Losurdo long challenged that left which, in his view, abstractly criticized real attempts at building socialism without feeling the need to dirty its hands with practical choices. This was epitomized by his recent study of Western Marxism. This insisted that far from the USSR “degenerating” because of its isolation, the Western European left atrophied into a talking shop because of its isolation from real processes of social change.

In this veneration of the USSR and indeed China (which he continued to see as a country on the path to socialism, via a kind of modern New Economic Policy), Losurdo sharply rejected any junking of twentieth-century history. He was scathing of theorists fashionable on the Western left from Theodor Adorno to Michel Foucault and sought to expose the blind spots and even racism that underpinned the dismissal of Eastern attempts at “building socialism.”

Losurdo’s political engagement bridged the divide between twentieth-century history and the present. The small Communist Party in which he was involved in recent years, naming itself after the PCI of Antonio Gramsci and Palmiro Togliatti, sought to revive the party that dissolved after the fall of the Berlin Wall. However, Losurdo’s work tended to avoid any examination of the specific processes that led the historic PCI to destruction.

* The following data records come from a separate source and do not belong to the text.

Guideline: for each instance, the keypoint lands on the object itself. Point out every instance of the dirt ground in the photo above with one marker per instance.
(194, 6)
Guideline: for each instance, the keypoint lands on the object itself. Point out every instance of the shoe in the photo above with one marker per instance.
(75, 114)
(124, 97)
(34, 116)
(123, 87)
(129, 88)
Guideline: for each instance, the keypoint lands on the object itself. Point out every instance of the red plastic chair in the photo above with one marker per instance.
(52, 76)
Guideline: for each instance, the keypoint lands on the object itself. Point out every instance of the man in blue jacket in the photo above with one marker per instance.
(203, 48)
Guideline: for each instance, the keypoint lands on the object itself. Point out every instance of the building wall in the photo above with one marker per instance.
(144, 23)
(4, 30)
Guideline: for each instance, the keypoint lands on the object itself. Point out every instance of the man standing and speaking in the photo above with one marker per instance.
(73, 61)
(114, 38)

Today, the Italian left is still to recover from the PCI’s death, or perhaps, its life. Its zombie-like structures are still with us, in the neoliberal Democratic Party; its remaining cultural influence embodies the nostalgia for a once-great left that is unable to give life to anything new. The hard right is on the offensive and hope seems lacking; it is perhaps easier to cling to old certainties than to begin the communist project as if from scratch.

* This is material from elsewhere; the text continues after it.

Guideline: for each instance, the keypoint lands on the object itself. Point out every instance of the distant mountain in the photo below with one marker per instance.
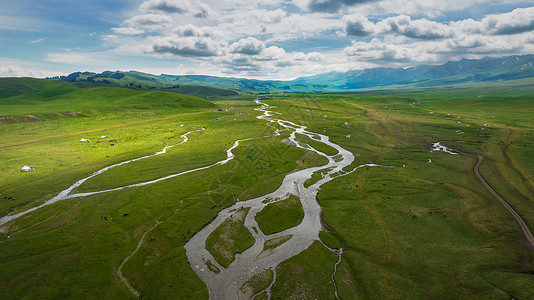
(453, 72)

Losurdo’s attempts to reclaim that heritage were often questionable but always stimulating. And his thought is still with us. 2019 will see English-language editions of his Democracy or Bonapartism (Verso), his vast Nietzsche biography and his study of Antonio Gramsci (both with Brill). Other forthcoming translations include studies of Hegel and of Kant. Through these titles and new readers’ discovery of his works, Losurdo’s penetrating thought will survive the tumor that killed him.